Opinion
February 2, 1996
Present — Green, J.P., Pine, Fallon, Callahan and Davis, JJ.
Determination unanimously confirmed without costs and petition dismissed. Memorandum: Because this proceeding was instituted to vindicate a public interest, respondent was not required to file a notice of claim pursuant to Education Law § 3813 (1) (see, Union Free School Dist. No. 6 v. New York State Human Rights Appeal Bd., 35 N.Y.2d 371, 379-380, rearg denied 36 N.Y.2d 807; Board of Educ. v. Board of Educ., 174 A.D.2d 704, 705). Respondent may on his own initiative cause a compliance investigation to be made (see, Labor Law § 220; Matter of Sierra Telecom Servs. v. Hartnett, 174 A.D.2d 279, 284, appeal dismissed 79 N.Y.2d 1039, cert denied 507 U.S. 972). The proceeding was timely commenced (see, Education Law § 3813 [2-b]). The requirement that an order or determination be made within six months from the date the compliance investigation is initiated (see, Labor Law § 220) is directory, not mandatory (see, Guercio v. Gerosa, 8 A.D.2d 250, 255, affd 8 N.Y.2d 1104) and the lapse of time in rendering an administrative determination, standing alone, does not constitute prejudice as a matter of law (see, Matter of Harris Assocs. v. deLeon, 84 N.Y.2d 698, 702; Matter of Corning Glass Works v.
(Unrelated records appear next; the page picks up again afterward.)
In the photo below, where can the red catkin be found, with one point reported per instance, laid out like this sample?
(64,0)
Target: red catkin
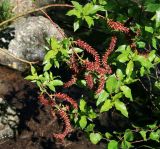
(101,84)
(44,101)
(108,52)
(66,98)
(70,82)
(90,50)
(89,80)
(73,64)
(68,128)
(117,26)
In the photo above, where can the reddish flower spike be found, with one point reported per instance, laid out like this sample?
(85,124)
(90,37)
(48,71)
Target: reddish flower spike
(44,101)
(66,98)
(73,64)
(118,26)
(108,52)
(70,82)
(101,84)
(89,80)
(90,50)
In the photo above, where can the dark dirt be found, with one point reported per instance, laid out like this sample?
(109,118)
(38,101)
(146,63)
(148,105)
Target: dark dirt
(36,124)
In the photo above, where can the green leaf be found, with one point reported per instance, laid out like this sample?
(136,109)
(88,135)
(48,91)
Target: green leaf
(76,25)
(50,55)
(143,134)
(82,105)
(154,136)
(33,70)
(83,122)
(113,144)
(30,77)
(74,12)
(47,66)
(152,7)
(154,43)
(121,48)
(152,126)
(128,135)
(141,44)
(111,83)
(108,135)
(123,57)
(149,29)
(102,97)
(152,55)
(95,137)
(120,74)
(106,106)
(56,83)
(89,20)
(117,96)
(129,69)
(127,92)
(142,71)
(121,107)
(51,87)
(77,5)
(90,128)
(126,145)
(158,18)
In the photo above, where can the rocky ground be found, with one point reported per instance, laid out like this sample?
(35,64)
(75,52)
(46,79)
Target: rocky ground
(36,124)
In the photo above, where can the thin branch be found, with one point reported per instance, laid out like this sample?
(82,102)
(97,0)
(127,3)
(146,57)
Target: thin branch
(35,10)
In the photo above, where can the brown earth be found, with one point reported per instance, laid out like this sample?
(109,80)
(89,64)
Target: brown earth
(36,124)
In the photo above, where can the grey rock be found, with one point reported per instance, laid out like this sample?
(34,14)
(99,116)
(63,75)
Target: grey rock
(28,38)
(9,120)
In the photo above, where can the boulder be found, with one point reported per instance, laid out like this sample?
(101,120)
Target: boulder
(26,39)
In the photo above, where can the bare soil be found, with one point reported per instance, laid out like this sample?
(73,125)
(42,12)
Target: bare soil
(36,124)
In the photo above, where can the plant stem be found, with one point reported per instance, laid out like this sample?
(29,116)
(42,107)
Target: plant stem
(35,10)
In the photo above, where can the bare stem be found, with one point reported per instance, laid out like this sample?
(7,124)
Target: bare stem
(35,10)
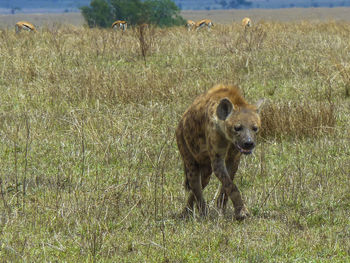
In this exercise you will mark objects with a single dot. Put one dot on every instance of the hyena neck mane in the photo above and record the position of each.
(233, 94)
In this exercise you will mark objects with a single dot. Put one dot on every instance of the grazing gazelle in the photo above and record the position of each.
(190, 25)
(120, 24)
(23, 25)
(204, 23)
(246, 22)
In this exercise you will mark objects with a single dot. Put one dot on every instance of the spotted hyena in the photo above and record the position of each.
(212, 135)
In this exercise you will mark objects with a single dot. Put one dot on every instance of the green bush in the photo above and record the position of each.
(102, 13)
(99, 13)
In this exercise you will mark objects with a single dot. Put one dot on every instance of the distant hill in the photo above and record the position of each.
(61, 6)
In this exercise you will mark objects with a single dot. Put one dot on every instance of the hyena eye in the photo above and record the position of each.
(238, 127)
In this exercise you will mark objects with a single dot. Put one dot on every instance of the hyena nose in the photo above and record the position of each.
(248, 145)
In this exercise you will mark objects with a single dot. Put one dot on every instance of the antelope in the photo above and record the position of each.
(203, 23)
(23, 25)
(246, 22)
(120, 24)
(190, 25)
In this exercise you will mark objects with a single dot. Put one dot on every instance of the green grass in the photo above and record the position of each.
(88, 128)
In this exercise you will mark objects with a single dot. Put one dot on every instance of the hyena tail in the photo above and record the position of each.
(186, 182)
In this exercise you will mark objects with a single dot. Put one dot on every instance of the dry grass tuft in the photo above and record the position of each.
(297, 119)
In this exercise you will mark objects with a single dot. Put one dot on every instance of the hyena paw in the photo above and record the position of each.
(242, 213)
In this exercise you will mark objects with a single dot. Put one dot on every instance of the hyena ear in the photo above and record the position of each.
(224, 109)
(259, 104)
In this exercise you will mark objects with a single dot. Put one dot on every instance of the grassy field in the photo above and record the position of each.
(89, 168)
(218, 16)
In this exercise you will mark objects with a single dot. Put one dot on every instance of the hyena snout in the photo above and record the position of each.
(246, 146)
(249, 145)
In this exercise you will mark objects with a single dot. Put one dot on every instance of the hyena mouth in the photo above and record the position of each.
(244, 151)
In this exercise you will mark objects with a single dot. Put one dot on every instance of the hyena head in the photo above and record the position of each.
(239, 124)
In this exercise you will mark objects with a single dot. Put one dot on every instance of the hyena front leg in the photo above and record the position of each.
(231, 164)
(229, 189)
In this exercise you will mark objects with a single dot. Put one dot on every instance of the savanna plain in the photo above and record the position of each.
(89, 167)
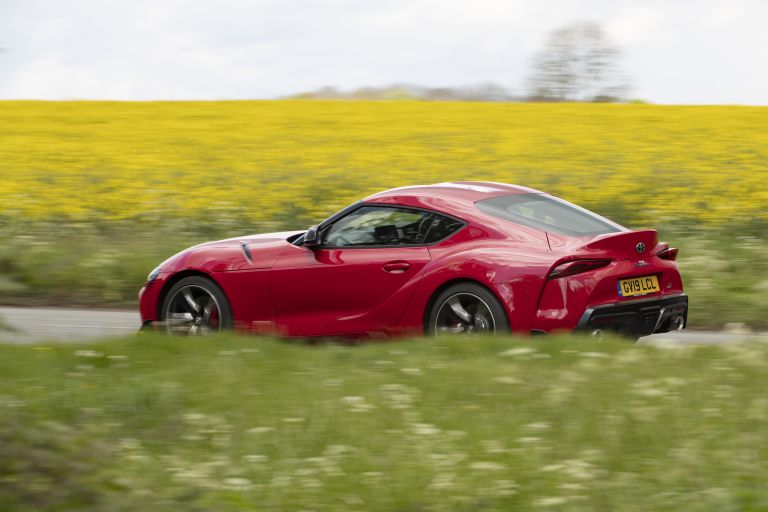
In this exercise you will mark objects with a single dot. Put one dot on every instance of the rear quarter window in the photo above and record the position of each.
(547, 213)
Ovsanik, 84 N.Y.2d 619, 623-624). The record does not support petitioner's contention that the employees on the project were classified and graded civil service employees. Thus, those employees are entitled to the prevailing wage rate (see, Matter of Tenalp Constr. Corp. v. Roberts, 141 A.D.2d 81, 85; cf., Matter of Buffalo Bldg. Trades Council v. Board of Educ., 36 N.Y.2d 782, 783). Finally, the record supports respondent's determination that the work involved was part of a public work project subject to the requirements of Labor Law § 220.